Social Media Tax: Defining Content Platforms
The FBR explicitly defines a “social media platform” as an internet-based service. Its main purpose is enabling users to interact and share user-generated content. The economic value of these platforms comes from user participation, network effects, and the monetization of user engagement or data.
Furthermore, the FBR clarifies “revenue per mille” as the revenue generated per 1,000 views on a shared YouTube video. Currently, the FBR sets this calculation rate at PKR 195. However, the board retains the right to revise this figure from time to time.
Income Calculation Methodology
The FBR has established a strict formula for calculating minimum income. Taxpayers must subtract their total expenses from their total remuneration received. Notably, the FBR caps the allowed deductible expenses at a maximum of 30% of total revenue.

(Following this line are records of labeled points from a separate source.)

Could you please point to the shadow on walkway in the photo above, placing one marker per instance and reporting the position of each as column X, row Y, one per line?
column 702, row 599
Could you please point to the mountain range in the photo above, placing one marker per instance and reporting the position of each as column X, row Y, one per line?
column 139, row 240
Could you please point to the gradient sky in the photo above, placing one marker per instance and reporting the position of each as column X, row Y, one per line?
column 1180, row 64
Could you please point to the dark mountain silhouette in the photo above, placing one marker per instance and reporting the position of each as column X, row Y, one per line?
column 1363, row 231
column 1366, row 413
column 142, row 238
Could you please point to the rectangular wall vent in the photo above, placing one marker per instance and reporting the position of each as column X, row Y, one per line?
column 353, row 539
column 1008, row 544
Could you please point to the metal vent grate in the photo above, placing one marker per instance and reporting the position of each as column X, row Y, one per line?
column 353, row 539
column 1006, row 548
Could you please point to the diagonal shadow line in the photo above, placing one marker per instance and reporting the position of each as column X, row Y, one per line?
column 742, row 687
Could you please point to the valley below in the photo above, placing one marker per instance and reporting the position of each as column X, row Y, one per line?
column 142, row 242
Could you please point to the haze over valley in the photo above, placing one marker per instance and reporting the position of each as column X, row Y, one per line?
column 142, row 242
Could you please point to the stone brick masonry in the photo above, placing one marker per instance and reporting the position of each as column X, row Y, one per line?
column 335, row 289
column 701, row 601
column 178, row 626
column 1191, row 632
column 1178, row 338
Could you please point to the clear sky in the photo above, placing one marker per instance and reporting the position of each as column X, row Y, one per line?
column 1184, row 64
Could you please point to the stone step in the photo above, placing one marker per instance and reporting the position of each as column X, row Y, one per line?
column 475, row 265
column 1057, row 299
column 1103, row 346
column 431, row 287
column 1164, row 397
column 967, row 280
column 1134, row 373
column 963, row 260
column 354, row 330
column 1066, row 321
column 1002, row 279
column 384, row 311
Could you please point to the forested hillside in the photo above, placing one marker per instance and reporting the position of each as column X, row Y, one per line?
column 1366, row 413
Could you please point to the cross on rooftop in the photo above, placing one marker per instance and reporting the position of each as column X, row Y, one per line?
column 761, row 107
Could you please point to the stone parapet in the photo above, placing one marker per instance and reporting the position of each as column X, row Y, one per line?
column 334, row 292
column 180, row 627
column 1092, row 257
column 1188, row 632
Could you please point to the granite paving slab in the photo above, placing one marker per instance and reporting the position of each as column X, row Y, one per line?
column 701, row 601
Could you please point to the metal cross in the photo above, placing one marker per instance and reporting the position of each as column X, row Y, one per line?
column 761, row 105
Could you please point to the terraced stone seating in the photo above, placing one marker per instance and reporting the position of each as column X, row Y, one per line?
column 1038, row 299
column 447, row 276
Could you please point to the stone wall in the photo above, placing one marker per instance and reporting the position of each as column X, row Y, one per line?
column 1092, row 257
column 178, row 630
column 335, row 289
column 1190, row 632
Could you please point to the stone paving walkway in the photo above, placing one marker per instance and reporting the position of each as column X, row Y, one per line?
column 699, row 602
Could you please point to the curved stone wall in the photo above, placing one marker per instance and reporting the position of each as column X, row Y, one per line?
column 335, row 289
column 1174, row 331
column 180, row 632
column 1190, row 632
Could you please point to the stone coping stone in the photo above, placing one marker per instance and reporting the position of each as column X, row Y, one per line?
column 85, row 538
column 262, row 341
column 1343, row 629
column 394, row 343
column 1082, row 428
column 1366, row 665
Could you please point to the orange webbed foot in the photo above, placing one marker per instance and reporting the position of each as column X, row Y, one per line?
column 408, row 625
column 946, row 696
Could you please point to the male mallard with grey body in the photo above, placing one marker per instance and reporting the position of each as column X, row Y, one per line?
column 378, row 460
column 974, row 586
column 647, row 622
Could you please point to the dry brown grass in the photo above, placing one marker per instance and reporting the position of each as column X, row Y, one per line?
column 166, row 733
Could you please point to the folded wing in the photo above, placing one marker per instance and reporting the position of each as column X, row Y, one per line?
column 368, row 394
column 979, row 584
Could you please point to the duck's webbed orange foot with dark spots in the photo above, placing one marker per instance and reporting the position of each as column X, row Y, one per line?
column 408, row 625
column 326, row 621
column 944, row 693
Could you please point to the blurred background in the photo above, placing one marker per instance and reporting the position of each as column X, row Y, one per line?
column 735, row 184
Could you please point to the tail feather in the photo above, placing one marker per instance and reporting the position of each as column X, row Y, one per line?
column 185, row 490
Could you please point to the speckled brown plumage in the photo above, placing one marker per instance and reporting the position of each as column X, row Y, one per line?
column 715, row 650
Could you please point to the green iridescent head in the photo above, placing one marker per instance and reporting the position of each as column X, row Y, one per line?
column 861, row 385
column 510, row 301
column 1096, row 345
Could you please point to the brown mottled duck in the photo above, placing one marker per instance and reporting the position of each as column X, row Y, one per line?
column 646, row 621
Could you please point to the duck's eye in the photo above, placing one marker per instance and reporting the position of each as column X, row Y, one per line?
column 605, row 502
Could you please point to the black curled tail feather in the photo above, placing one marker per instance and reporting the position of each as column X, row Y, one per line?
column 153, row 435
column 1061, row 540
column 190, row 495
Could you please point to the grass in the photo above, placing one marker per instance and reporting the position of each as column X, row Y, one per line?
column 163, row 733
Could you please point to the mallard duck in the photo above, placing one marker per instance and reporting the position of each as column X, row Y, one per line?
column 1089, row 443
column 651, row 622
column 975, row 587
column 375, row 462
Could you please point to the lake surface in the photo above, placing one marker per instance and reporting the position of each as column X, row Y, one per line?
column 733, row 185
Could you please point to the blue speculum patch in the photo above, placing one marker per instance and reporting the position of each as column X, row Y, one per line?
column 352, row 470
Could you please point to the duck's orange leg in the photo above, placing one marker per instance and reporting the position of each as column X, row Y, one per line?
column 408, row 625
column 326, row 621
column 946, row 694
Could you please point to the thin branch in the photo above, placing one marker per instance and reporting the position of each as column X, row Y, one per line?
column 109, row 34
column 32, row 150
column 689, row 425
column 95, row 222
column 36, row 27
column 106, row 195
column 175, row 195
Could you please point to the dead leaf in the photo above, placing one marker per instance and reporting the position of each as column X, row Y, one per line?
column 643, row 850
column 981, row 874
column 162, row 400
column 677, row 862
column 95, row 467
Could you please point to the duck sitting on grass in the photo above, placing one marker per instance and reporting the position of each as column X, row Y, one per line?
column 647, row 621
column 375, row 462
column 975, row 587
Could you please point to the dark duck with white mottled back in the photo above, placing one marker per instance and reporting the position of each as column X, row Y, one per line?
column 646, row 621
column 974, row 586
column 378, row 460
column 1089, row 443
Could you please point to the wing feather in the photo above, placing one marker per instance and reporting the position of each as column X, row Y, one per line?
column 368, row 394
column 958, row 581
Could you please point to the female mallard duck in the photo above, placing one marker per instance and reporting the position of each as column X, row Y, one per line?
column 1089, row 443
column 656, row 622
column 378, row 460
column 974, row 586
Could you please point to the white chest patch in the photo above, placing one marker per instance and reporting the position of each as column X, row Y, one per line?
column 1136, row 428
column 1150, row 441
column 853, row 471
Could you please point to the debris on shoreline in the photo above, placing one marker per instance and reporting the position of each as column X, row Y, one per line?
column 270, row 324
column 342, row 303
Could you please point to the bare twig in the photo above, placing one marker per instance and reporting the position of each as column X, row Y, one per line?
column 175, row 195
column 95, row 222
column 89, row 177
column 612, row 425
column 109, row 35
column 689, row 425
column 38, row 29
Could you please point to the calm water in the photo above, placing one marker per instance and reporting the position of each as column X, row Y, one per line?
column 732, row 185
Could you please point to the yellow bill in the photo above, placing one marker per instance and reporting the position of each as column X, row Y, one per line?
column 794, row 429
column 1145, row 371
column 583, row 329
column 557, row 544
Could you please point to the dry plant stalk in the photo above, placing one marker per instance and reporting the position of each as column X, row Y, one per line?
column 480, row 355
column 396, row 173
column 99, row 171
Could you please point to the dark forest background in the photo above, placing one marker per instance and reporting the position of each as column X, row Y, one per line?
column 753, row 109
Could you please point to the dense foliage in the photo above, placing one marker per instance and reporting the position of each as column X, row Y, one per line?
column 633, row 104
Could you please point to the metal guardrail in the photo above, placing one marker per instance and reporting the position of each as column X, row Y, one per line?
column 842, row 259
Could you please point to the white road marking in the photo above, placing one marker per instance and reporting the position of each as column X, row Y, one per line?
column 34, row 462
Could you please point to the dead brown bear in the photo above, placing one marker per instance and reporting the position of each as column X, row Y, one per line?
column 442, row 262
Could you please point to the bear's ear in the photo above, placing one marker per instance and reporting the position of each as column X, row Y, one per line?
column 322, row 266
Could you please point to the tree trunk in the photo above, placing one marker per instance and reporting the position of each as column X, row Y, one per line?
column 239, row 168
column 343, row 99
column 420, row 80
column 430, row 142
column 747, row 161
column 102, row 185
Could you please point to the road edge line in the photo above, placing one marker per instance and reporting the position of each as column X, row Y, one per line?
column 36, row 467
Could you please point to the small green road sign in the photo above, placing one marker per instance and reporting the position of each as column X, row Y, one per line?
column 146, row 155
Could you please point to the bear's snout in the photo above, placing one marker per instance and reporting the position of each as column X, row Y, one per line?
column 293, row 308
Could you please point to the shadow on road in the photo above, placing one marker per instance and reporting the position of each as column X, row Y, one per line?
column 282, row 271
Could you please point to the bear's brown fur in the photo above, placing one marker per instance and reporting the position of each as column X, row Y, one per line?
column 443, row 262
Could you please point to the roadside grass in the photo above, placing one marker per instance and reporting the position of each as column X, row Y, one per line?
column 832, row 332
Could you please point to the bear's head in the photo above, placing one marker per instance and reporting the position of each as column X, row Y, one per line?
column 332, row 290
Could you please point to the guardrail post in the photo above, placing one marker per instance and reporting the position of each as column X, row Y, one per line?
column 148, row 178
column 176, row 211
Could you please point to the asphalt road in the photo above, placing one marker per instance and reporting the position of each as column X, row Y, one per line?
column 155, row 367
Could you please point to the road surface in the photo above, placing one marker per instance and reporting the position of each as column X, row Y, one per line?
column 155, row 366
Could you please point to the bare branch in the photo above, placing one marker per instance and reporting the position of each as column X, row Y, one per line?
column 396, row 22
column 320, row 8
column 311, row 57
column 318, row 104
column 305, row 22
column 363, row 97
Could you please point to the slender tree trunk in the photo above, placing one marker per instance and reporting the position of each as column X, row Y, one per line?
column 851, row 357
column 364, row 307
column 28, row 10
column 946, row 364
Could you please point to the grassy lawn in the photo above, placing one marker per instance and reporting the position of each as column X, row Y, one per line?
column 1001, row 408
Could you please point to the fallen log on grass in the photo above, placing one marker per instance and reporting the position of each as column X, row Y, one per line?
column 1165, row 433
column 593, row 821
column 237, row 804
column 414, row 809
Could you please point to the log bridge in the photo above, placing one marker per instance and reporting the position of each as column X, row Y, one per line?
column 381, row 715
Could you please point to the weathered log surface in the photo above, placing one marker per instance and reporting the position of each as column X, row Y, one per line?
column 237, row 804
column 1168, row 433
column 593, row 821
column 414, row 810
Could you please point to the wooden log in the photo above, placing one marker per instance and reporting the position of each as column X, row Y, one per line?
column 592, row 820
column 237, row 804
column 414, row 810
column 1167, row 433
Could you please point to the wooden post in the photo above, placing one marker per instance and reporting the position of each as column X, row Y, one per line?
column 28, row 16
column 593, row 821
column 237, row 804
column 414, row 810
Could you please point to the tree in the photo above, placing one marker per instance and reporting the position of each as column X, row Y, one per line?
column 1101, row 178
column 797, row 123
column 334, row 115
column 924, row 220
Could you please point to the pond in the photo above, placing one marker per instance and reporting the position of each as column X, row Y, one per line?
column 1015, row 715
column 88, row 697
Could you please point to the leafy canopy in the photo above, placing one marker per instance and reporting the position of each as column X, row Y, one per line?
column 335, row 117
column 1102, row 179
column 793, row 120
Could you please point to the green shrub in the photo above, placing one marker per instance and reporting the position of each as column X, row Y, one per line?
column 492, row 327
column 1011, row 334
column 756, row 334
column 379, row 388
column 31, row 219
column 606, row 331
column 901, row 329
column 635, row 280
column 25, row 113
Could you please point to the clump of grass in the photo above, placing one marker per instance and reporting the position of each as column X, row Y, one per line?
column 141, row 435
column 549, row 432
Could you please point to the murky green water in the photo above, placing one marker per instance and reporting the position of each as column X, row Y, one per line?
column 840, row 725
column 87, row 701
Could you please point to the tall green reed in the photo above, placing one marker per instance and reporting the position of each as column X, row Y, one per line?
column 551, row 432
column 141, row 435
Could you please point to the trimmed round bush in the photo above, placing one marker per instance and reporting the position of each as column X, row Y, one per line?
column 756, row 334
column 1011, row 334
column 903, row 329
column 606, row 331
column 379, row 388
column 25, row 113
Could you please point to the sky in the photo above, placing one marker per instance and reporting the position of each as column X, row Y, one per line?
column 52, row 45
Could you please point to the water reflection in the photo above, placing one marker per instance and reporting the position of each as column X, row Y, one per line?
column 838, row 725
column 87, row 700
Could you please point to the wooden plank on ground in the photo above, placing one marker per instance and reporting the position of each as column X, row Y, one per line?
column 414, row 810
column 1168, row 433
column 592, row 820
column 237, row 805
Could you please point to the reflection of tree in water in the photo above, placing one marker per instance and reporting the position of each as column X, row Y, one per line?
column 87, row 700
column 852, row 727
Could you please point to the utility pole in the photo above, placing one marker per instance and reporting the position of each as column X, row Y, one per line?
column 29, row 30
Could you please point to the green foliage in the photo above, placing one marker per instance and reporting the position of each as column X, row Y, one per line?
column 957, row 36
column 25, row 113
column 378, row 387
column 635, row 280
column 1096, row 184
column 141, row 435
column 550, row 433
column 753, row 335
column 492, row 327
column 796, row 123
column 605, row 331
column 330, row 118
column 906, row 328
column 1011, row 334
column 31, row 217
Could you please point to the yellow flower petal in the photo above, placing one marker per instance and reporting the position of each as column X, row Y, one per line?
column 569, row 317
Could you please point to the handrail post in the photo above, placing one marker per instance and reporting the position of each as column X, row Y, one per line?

Consequently, total remuneration is calculated using two methods, and the FBR will apply the higher amount. The first method multiplies the revenue per mille by the average number of views per content, and then by the total number of posts made during the year. The second method simply looks at the actual remuneration a person receives, whether in cash or in kind.
Tax Payments & Compliance
Every content creator falling under this new procedure must pay advance income tax. They must calculate and pay this advance tax for one quarter. The FBR will manage payments and recoveries according to section 147 of the Income Tax Ordinance, 2001.
Additionally, taxpayers must declare this income in a special designated section of their Income Tax Return every year. If a creator declares an income lower than the calculated amount, the relevant commissioner holds the power to intervene. The commissioner can rectify the omission or commission error directly in the return. Subsequently, they will proceed to recover the due amount under the provisions of the Income Tax Ordinance, 2001.